Der Fischer hatte gebannt gelauscht und das Rudern eingestellt. Als Jack verstummte, schüttelte sich der Mann, runzelte die Stirn und griff abermals nach den Riemen. Der Halbmond setzte seine bogenförmige Bahn über den Himmel fort, die Sterne dimmten ihr Licht, und der Wind heulte erneut, da die Geschichte nun zu Ende war.

Das Meer ließ die Wellen wieder tanzen, und Jack richtete den Blick auf die ferne Insel, die er nach zehn langen Jahren zum ersten Mal wiedersah.

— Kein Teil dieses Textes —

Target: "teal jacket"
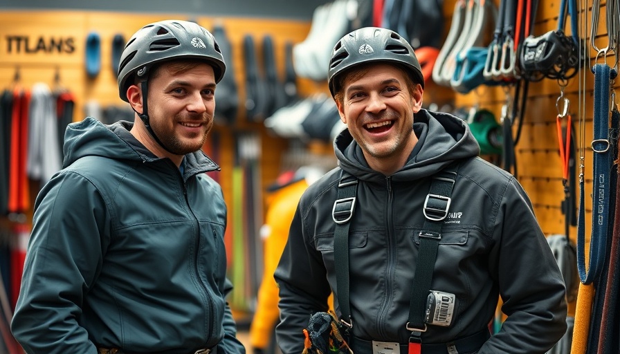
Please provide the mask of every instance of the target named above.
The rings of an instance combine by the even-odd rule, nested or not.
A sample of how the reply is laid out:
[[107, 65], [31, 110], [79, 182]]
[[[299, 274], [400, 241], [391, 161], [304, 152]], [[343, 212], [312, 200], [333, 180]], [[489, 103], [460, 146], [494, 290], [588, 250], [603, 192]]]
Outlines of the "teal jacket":
[[202, 151], [181, 173], [131, 123], [69, 126], [38, 195], [11, 329], [29, 354], [245, 353], [225, 297], [226, 207]]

Cadence war bei Nacht dunkler, ein Schatten vor dem Meer und dem Sternenhimmel. Lang und zerklüftet erstreckte sich die Insel vor ihnen wie ein ausgestreckter Drache, der in den Wellen schlief. Bei diesem Anblick war Jacks Herz gerührt, dieser elende Verräter. Schon bald würde er abermals auf dem Boden wandeln, auf dem er aufgewachsen war, und er wusste nicht, ob man ihn dort willkommen heißen würde oder nicht.

Er hatte seiner Mutter seit drei Jahren nicht geschrieben.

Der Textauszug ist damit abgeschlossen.